Background: With metastatic progression, gastric cancer is incurable. Using a DNA microarray, we performed differential gene expression analysis of established highly metastatic gastric cancer cell lines and compared the findings with those from a low-metastatic parental cell line. The results demonstrated that the endothelin A receptor (ET-A) gene was the only one from the highly metastatic cell lines that was generally up-regulated.
Methods: To investigate the role that ET-A plays in gastric cancer metastasis, we studied the effect of an ET-A-selective antagonist, YM598, on cell proliferation, tumor growth, and liver metastasis of the highly liver metastatic cell line AZ-H5c, established from the low metastatic human gastric cancer cell line AZ-521.

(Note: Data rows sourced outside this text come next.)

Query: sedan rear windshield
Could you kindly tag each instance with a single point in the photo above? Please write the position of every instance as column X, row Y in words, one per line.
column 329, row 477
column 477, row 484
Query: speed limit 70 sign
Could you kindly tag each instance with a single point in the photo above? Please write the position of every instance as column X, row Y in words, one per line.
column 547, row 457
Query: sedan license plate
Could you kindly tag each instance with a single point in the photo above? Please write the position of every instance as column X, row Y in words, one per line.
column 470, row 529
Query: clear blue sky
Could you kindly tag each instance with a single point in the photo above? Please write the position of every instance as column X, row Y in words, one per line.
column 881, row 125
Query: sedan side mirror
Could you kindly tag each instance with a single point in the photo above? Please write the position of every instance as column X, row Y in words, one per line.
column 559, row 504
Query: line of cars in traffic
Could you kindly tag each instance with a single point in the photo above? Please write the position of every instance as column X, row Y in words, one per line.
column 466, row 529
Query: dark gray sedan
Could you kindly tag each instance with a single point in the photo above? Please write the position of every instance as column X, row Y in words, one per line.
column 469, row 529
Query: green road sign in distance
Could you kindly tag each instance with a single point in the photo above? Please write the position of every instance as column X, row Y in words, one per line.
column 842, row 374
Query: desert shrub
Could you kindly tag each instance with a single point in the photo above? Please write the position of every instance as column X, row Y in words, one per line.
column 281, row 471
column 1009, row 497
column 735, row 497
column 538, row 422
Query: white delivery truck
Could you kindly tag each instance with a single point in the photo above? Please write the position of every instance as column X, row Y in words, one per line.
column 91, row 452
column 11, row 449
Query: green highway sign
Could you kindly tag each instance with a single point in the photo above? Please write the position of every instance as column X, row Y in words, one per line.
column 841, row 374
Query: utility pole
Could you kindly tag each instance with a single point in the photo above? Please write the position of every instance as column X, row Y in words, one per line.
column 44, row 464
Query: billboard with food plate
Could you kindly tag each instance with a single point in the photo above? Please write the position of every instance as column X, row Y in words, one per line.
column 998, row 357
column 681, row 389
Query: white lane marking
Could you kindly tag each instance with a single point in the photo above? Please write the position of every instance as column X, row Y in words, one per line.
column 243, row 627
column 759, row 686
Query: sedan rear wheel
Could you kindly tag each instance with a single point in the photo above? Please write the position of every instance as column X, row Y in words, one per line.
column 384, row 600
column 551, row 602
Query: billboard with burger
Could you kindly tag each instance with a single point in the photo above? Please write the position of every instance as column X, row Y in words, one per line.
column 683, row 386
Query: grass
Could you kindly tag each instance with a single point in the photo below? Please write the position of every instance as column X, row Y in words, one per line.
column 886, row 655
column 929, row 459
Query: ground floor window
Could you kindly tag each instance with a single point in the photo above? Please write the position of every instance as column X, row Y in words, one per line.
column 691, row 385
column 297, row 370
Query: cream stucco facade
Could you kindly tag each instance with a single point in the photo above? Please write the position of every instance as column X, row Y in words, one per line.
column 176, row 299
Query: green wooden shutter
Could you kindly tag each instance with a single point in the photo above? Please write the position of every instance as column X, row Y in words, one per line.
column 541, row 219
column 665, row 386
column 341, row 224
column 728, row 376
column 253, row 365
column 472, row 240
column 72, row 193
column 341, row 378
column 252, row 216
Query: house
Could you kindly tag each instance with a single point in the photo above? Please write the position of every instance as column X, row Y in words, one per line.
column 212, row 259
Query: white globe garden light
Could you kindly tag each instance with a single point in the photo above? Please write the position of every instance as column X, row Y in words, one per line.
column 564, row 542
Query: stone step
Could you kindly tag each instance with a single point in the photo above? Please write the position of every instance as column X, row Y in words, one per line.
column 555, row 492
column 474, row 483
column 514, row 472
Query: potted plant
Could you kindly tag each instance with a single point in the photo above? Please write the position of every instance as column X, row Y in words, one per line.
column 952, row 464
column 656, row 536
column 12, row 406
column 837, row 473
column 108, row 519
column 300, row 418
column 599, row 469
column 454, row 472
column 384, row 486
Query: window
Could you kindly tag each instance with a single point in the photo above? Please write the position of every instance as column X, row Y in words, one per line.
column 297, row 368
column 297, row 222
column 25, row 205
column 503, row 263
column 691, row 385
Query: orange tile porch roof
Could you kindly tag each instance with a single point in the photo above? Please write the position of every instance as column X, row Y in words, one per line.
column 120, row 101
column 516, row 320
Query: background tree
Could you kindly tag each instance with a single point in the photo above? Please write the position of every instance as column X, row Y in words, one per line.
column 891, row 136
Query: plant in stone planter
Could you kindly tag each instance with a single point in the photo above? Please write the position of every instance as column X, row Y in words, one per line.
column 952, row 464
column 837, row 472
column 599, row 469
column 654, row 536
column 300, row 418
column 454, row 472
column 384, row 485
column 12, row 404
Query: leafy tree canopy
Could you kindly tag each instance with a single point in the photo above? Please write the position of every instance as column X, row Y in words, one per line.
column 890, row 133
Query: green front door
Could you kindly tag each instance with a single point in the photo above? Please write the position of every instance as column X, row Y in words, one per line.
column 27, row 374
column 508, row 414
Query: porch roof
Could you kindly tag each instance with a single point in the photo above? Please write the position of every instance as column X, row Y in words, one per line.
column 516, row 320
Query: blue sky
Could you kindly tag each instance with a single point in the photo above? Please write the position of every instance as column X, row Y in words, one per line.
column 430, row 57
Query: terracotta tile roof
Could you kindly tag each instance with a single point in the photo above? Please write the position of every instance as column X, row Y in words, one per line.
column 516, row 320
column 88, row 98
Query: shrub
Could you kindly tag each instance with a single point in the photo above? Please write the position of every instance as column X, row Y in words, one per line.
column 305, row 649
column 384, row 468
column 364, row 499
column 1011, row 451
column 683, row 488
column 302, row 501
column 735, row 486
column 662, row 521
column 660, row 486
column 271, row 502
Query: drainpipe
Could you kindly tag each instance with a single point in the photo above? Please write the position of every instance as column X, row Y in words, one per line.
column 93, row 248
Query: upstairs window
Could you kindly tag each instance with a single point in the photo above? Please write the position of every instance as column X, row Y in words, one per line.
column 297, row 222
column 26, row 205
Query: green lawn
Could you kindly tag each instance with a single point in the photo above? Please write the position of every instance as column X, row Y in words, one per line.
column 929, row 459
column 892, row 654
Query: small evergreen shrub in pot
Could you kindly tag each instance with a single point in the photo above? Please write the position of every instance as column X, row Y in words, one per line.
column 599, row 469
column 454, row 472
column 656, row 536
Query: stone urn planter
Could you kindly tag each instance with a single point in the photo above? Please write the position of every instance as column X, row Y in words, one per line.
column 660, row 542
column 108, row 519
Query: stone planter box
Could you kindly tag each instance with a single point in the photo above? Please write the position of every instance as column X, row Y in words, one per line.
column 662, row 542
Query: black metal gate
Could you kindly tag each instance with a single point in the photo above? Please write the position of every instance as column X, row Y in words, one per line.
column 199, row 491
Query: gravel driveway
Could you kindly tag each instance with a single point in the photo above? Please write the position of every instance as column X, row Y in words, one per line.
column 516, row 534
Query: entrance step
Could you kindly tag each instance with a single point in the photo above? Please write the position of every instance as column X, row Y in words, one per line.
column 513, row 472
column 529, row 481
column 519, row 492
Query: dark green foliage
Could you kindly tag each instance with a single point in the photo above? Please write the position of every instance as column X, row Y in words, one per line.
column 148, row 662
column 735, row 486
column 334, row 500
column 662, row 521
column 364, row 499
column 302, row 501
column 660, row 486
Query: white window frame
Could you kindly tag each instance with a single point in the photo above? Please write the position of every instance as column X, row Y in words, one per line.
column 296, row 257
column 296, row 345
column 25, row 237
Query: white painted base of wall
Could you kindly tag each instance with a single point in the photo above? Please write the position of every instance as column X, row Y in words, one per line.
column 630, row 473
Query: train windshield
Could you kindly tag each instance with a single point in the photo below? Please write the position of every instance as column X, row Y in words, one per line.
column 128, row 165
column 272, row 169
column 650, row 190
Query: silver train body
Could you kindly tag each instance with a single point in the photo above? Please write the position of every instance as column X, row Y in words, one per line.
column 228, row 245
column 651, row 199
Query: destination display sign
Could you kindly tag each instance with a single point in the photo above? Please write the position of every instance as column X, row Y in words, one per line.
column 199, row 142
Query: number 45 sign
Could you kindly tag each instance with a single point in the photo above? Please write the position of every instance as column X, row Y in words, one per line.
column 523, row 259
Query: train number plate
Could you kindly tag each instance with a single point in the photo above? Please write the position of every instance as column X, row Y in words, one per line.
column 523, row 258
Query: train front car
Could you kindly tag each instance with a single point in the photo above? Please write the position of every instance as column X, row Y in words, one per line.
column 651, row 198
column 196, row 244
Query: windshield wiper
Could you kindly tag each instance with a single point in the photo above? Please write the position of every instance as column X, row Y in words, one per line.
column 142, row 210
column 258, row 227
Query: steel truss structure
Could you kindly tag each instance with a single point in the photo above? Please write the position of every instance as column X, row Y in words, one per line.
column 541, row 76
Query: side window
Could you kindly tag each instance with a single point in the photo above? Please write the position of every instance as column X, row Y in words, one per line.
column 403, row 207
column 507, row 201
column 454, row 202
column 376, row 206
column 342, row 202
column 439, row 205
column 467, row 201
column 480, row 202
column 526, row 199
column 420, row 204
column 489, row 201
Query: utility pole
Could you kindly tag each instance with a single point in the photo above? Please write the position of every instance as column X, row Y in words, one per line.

Results: An in vivo study using nude mice demonstrated that YM598 had a significant growth inhibition effect on AZ-H5c at doses of 0.5-10.0 mg/kg. The liver metastatic rate was also significantly reduced by YM598: control, 83.3%; 1 mg/kg dosage, 16.7%; 10 mg/kg, 20%; and pretreatment at 1 mg/kg, 16.7%. There was no evidence of gross toxicity resulting from the YM598 treatment.
Conclusion: The ET-A blockade by YM598 had a strong inhibitory effect against tumor growth and liver metastasis of the gastric cancer cell lines. These data suggest that YM598 has potential as a novel therapeutic agent for inhibiting liver metastasis of gastric cancer.